Effect of Initial Static Bed Height and Liquid Superficial Velocity on the Minimum Fluidization Velocity (Umf) and Pressure Drop for the Bed of Semolina Particles in Liquid-Solid Fluidization

Abstract

The successful and economical design, scale up and operation of a fluidized bed reactor depends upon the true prediction of its bed hydrodynamics. The present research has been carried out to study the hydrodynamics behavior of bed of semolina particles in liquid solid fluidization. The prime objective of this research work is to study the effect of liquid superficial velocity and variation in static bed height on the minimum fluidization velocity and pressure drop. Liquid-solid fluidization is characterized by the uniform expansion of bed particles; therefore, it is known as particulate fluidization. In liquid, solid fluidization, there is no bubbling phase, that is the main cause of uniform bed expansion. Liquid-solid fluidization has extensive field of applications, i.e., in hydrometallurgy, waste water treatment, biochemical processing and food technology.
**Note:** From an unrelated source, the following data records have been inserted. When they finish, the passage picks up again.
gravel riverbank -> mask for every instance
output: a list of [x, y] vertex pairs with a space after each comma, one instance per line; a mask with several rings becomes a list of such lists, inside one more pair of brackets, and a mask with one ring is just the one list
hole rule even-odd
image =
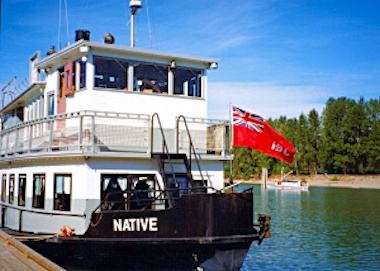
[[[271, 176], [268, 179], [269, 183], [279, 180], [280, 176]], [[305, 180], [310, 186], [324, 186], [324, 187], [344, 187], [344, 188], [369, 188], [380, 189], [380, 175], [333, 175], [333, 174], [320, 174], [313, 176], [295, 176], [290, 175], [287, 177], [289, 180]], [[241, 182], [243, 180], [235, 180], [234, 182]], [[244, 183], [261, 184], [260, 179], [250, 179], [243, 181]]]

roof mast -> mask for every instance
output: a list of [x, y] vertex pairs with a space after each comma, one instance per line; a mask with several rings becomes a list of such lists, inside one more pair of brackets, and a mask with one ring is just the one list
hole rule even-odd
[[130, 0], [129, 1], [129, 7], [131, 8], [131, 30], [130, 30], [130, 47], [133, 48], [135, 45], [134, 41], [134, 31], [135, 31], [135, 25], [134, 25], [134, 16], [136, 12], [141, 8], [142, 4], [140, 0]]

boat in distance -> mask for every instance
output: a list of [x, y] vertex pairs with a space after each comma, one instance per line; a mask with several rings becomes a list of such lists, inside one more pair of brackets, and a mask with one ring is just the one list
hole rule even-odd
[[287, 180], [282, 179], [280, 181], [275, 181], [274, 183], [267, 183], [268, 189], [279, 189], [279, 190], [300, 190], [308, 191], [309, 184], [306, 181], [301, 180]]
[[229, 123], [207, 119], [218, 62], [114, 41], [77, 30], [3, 95], [1, 227], [63, 267], [239, 270], [270, 217], [253, 189], [225, 189]]
[[295, 190], [295, 191], [308, 191], [309, 183], [305, 180], [288, 180], [287, 176], [293, 173], [293, 170], [286, 174], [281, 172], [280, 179], [276, 180], [274, 183], [265, 182], [265, 187], [267, 189], [277, 189], [277, 190]]

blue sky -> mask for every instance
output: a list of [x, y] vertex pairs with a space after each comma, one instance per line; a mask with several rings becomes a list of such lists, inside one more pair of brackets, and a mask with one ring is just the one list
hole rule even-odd
[[[22, 84], [29, 57], [73, 43], [76, 29], [129, 45], [129, 0], [0, 1], [0, 88], [15, 75]], [[292, 118], [322, 112], [329, 97], [380, 98], [380, 1], [142, 2], [137, 47], [219, 60], [209, 72], [210, 118], [228, 119], [229, 103]]]

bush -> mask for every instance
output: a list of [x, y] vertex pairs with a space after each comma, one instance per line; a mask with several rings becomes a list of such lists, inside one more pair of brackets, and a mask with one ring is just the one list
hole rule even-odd
[[338, 177], [337, 176], [333, 176], [332, 178], [330, 178], [330, 181], [337, 182], [338, 181]]

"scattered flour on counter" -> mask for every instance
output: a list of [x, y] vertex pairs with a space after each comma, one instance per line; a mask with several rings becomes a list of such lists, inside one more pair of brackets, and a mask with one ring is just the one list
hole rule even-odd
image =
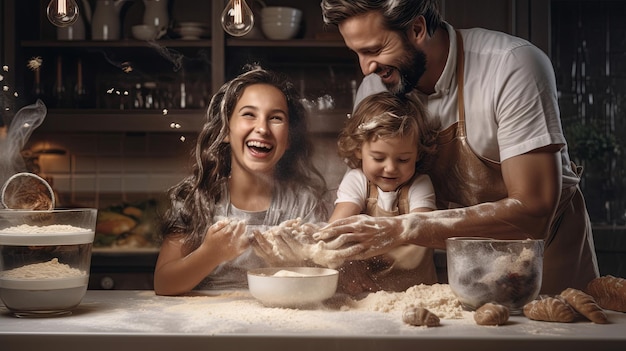
[[463, 310], [448, 284], [420, 284], [404, 292], [378, 291], [356, 301], [353, 308], [402, 313], [409, 306], [426, 308], [443, 319], [463, 319], [470, 313]]
[[67, 264], [60, 263], [58, 258], [0, 272], [0, 277], [5, 279], [71, 278], [84, 275], [87, 275], [87, 273], [80, 269], [72, 268]]
[[[194, 291], [173, 297], [144, 291], [124, 305], [109, 308], [102, 301], [94, 301], [84, 302], [79, 308], [97, 308], [98, 318], [90, 318], [88, 327], [109, 332], [168, 333], [174, 328], [210, 335], [252, 330], [267, 334], [413, 335], [420, 329], [402, 321], [402, 310], [409, 305], [423, 306], [442, 319], [455, 320], [450, 322], [474, 324], [472, 312], [463, 311], [449, 286], [443, 284], [417, 285], [404, 292], [371, 293], [361, 300], [336, 294], [309, 309], [264, 307], [247, 290]], [[84, 328], [79, 311], [75, 316], [68, 323]], [[172, 321], [180, 323], [172, 327]]]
Minimum fluidization velocity and pressure drop are important hydrodynamic parameters in the design and scale up of fluidized bed reactors. The experimental work was carried out in a column made up of acrylic having 60 mm outer diameter and 2 mm wall thickness and was 1000 mm long. Manometers were used to observe the pressure drop variations across the bed. The minimum fluidization velocity was found to be 0.404 mm/sec. It has been found that the minimum fluidization velocity is not affected by the variations in the initial static bed height. Semolina particles being sticky solids offer slightly greater pressure drop. Pressure drop becomes constant when fluidization is achieved.